The Bland-Allison Silver Repurchase Act of 1878 reaffirmed the status of the silver dollar as legal tender, and provided for the limited coinage of silver dollars. The Coinage Act of 1873 made no provision for the coinage of silver dollars, and dropped the silver standard from the definition of the dollar. It left preexisting silver dollars as legal tender—though none were in circulation at the time—but an amendment to coinage laws in 1874 made silver coins legal tender only for debts up to five dollars. The act failed to establish so-called free silver; that is, it did not commit the government to mint all the silver brought to the mint. Silver coinage was limited and gold coinage was unlimited. Congressman Richard P. Bland of Missouri introduced the bill in the House of Representatives, and Senator William B. Allison of Iowa guided the bill through the Senate. The act provided:
That there shall be coined, at the several mints of the United States, silver dollars of the weight of four hundred and twelve and a half grains troy of standard silver, as provided in the Act of January 18, 1837, on which shall be the devices and superscriptions provided by said act; which coins together with all silver dollars heretofore coined by the United States, of like weight and fineness, shall be legal tender at their nominal value, for all debts and dues public and private, except when otherwise provided by contract.
The bill that passed the House of Representatives provided for the free coinage of silver. It read that “any owner of silver bullion may deposit the same with any United States mint or assay office, to be coined into such dollars for his benefit upon the same terms and conditions as gold bullion is deposited for coinage under existing laws.” The Senate amended the bill, substituting the free silver provision with a limit on the coinage of silver to not less than $2 million or more than $4 million per month. An amendment making the silver dollars convertible into gold failed, as did an amendment that forbade the use of silver dollars in payment for interest on the public debt. Measures to increase the silver content of silver dollars also failed.

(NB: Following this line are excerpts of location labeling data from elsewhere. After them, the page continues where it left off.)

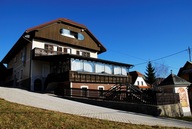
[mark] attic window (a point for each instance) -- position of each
(71, 34)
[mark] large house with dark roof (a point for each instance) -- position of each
(138, 80)
(61, 54)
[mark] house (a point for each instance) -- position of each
(61, 54)
(185, 72)
(175, 84)
(138, 80)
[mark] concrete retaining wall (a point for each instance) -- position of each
(172, 110)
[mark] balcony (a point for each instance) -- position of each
(44, 52)
(97, 78)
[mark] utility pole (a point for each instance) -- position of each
(189, 50)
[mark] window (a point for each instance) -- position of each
(142, 83)
(67, 50)
(71, 34)
(82, 53)
(15, 59)
(21, 74)
(138, 83)
(84, 91)
(49, 47)
(59, 49)
(100, 88)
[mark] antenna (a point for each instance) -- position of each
(189, 50)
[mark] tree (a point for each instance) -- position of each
(150, 74)
(161, 70)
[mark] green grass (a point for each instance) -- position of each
(16, 116)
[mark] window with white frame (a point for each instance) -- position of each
(101, 89)
(84, 91)
(67, 50)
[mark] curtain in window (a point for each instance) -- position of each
(76, 65)
(124, 71)
(108, 69)
(88, 66)
(99, 68)
(117, 70)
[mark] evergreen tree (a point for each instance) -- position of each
(150, 74)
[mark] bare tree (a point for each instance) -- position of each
(162, 70)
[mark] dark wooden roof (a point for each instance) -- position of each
(65, 56)
(23, 41)
(174, 80)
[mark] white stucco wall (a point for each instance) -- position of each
(41, 44)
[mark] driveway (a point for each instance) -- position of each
(51, 102)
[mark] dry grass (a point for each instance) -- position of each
(16, 116)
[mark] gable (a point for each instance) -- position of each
(54, 31)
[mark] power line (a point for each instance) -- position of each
(163, 57)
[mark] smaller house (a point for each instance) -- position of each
(138, 80)
(175, 84)
(185, 72)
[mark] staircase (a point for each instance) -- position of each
(125, 92)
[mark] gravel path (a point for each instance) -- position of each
(50, 102)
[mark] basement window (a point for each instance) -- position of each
(71, 34)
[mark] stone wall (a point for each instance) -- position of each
(171, 110)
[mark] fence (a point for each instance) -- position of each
(146, 97)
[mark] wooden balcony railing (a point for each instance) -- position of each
(97, 78)
(45, 52)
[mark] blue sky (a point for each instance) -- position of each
(133, 31)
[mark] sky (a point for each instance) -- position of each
(133, 31)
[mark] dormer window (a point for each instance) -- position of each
(71, 34)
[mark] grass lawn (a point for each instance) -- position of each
(16, 116)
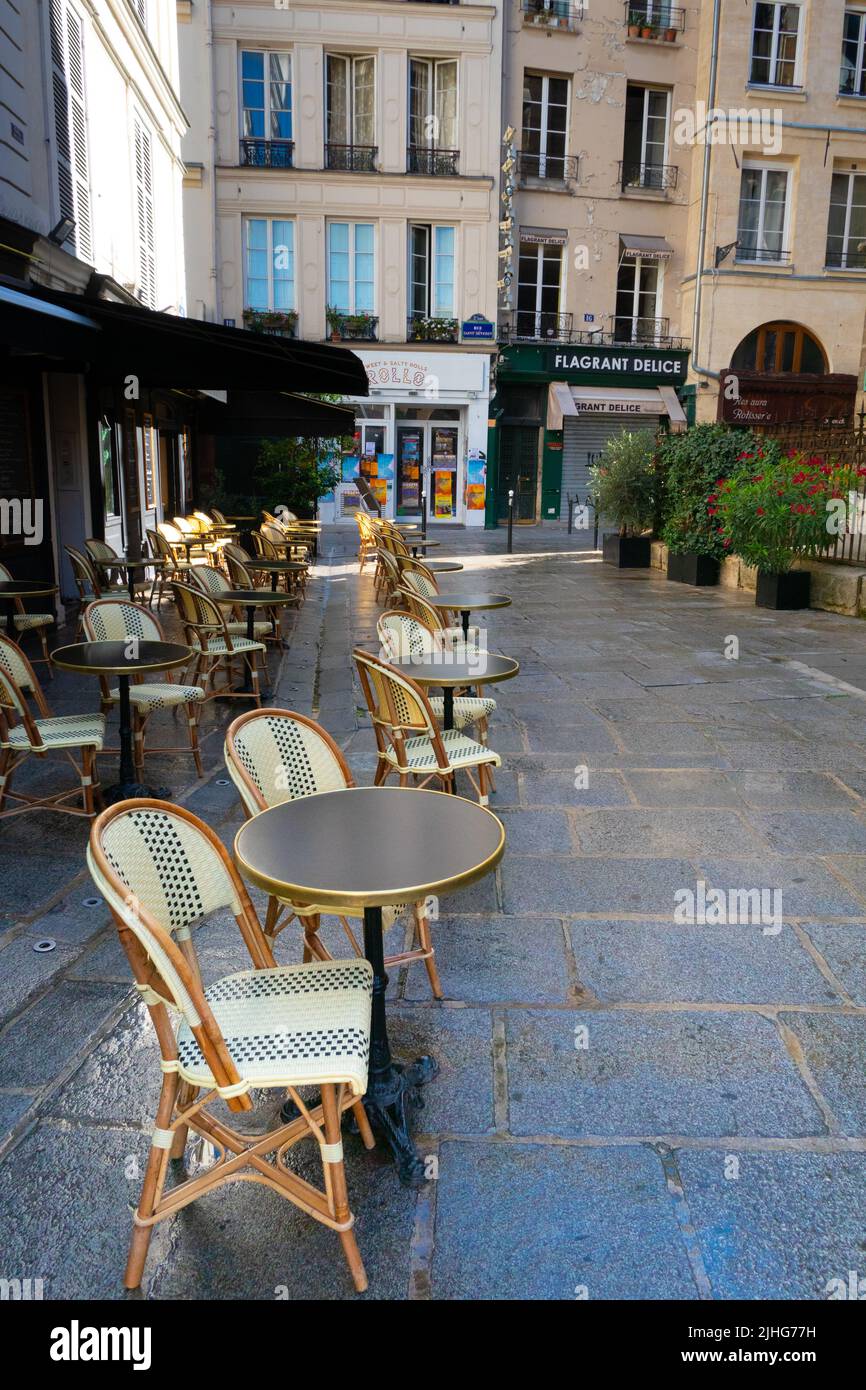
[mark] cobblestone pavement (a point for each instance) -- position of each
(628, 1107)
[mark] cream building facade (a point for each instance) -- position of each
(342, 182)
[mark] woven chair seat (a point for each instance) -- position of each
(218, 647)
(462, 752)
(161, 695)
(467, 708)
(27, 622)
(63, 731)
(299, 1025)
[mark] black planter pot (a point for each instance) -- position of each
(627, 552)
(692, 569)
(783, 591)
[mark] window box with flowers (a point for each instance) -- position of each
(278, 321)
(776, 513)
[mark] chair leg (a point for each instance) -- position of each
(339, 1194)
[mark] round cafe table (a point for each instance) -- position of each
(466, 603)
(125, 658)
(363, 848)
(441, 672)
(13, 590)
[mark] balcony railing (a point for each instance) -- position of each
(659, 177)
(552, 168)
(267, 154)
(553, 14)
(528, 327)
(421, 159)
(357, 328)
(427, 328)
(663, 20)
(840, 259)
(359, 159)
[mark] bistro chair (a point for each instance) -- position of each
(163, 872)
(275, 755)
(25, 622)
(214, 583)
(24, 734)
(405, 637)
(111, 620)
(217, 648)
(409, 738)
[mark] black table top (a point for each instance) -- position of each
(111, 659)
(444, 672)
(369, 845)
(466, 602)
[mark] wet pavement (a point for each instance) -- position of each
(630, 1105)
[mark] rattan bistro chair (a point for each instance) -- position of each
(274, 1027)
(216, 647)
(275, 755)
(109, 620)
(24, 734)
(25, 622)
(409, 738)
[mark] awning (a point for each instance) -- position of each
(648, 248)
(608, 402)
(278, 414)
(164, 349)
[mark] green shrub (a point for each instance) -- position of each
(623, 483)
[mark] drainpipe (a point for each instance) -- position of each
(708, 150)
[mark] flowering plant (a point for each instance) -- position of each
(773, 513)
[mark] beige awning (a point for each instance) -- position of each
(648, 248)
(608, 402)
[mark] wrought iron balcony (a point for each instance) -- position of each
(524, 325)
(660, 177)
(267, 154)
(551, 168)
(553, 14)
(666, 21)
(428, 328)
(840, 259)
(359, 159)
(421, 159)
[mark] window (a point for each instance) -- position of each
(762, 230)
(638, 296)
(847, 224)
(431, 271)
(538, 288)
(852, 77)
(352, 267)
(433, 113)
(350, 111)
(268, 264)
(545, 116)
(143, 211)
(645, 138)
(266, 93)
(67, 42)
(776, 45)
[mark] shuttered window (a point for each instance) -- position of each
(143, 214)
(71, 124)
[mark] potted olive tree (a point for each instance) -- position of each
(776, 513)
(691, 466)
(623, 487)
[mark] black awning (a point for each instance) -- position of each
(273, 413)
(164, 349)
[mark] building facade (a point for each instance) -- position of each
(342, 185)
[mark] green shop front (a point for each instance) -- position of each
(553, 410)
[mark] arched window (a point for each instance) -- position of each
(774, 349)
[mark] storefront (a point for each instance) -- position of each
(556, 406)
(421, 431)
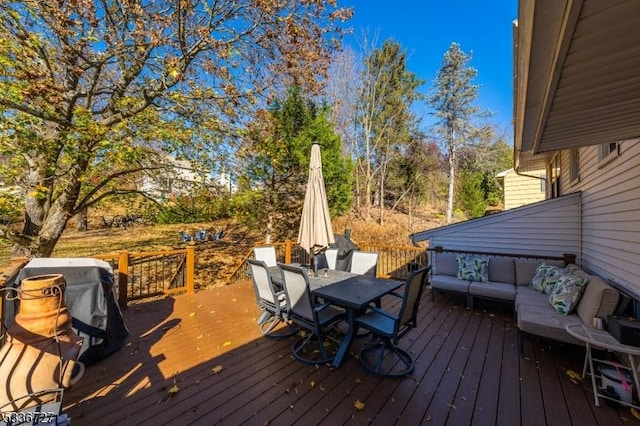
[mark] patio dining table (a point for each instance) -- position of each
(350, 291)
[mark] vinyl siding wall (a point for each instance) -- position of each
(610, 213)
(549, 228)
(521, 190)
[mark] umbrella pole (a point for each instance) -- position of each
(314, 261)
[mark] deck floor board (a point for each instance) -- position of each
(469, 370)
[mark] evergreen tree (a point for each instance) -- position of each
(452, 100)
(385, 118)
(276, 161)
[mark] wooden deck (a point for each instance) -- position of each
(199, 359)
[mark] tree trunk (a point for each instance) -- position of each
(83, 223)
(267, 236)
(452, 170)
(381, 198)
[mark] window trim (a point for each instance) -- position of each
(607, 152)
(574, 166)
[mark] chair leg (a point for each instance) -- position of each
(268, 323)
(300, 345)
(390, 360)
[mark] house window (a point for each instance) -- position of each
(607, 152)
(554, 176)
(574, 166)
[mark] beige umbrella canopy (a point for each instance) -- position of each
(316, 232)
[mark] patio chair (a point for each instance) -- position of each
(316, 347)
(272, 302)
(383, 356)
(267, 254)
(363, 263)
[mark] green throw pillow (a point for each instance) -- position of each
(546, 277)
(566, 293)
(473, 268)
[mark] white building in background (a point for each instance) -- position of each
(177, 178)
(224, 181)
(521, 189)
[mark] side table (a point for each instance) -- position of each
(601, 339)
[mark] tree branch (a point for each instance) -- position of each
(113, 193)
(87, 201)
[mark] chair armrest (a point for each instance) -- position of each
(321, 307)
(382, 312)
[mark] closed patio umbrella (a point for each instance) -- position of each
(316, 232)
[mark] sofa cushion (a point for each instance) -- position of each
(546, 277)
(502, 270)
(566, 293)
(446, 282)
(446, 264)
(494, 290)
(525, 270)
(598, 300)
(473, 268)
(528, 296)
(544, 321)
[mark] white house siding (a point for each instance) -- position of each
(550, 228)
(521, 190)
(610, 213)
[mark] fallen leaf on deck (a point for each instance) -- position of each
(574, 377)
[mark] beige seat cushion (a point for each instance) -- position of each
(494, 290)
(446, 282)
(599, 299)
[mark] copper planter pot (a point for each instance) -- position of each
(42, 349)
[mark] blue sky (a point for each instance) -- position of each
(426, 29)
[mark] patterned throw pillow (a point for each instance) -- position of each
(473, 268)
(546, 277)
(566, 293)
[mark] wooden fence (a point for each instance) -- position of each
(146, 274)
(393, 261)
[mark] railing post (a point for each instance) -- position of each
(191, 262)
(123, 278)
(287, 251)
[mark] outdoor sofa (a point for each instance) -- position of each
(510, 278)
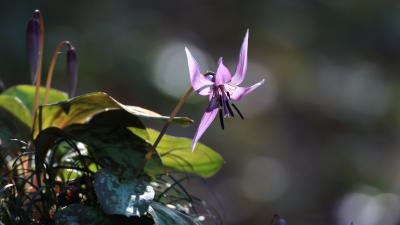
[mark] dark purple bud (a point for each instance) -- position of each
(277, 220)
(33, 43)
(1, 86)
(72, 70)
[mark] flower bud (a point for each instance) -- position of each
(33, 42)
(72, 70)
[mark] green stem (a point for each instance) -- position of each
(50, 72)
(38, 74)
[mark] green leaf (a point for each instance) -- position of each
(26, 94)
(14, 120)
(162, 215)
(128, 197)
(176, 154)
(115, 148)
(82, 108)
(15, 106)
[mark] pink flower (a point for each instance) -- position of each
(221, 87)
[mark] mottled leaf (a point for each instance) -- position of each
(129, 197)
(15, 119)
(176, 153)
(116, 148)
(80, 109)
(26, 94)
(15, 106)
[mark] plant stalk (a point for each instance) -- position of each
(38, 74)
(50, 72)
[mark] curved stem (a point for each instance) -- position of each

Also, the act directed the president of the United States to invite European nations to “join the United States in a conference to adopt a common ratio between gold and silver, for the purpose of establishing internationally the use of bimetallic money, and securing fixity of relative value between those metals.”
This provision led to the International Monetary Conference of 1878 in which the United States urged the adoption of a gold-silver bimetallic standard, but the European nations were not interested.
President Rutherford B. Hayes vetoed the Bland-Allison Act, citing the deterioration in the value of silver, and the injustice to creditors receiving payment in silver. The Senate voted 46 to 19 to override Hayes’s veto, and the House voted 196 to 73 to override the veto, making the Bland-Allison Act the law of the land.
President Hayes had vowed to veto a free silver bill, and he attached little significance in the Bland-Allison bill to the provision that limited the coinage of silver. The silver advocates were not happy, and the push for free silver took on the aura of a populist movement as the century progressed. The government apparently kept its silver purchases to the minimum allowed of $2 million per month. The coinage of silver continued until 1890, when the Sherman Silver Act required the government to almost double its silver purchases, but substituted the issuance of treasury notes for the coinage of silver. After the enactment of the Sherman Silver Act, concern over the future of America’s gold standard sparked a financial panic and Congress repealed it in 1893. The government discontinued the purchase of silver under the Bland-Allison and Sherman Acts.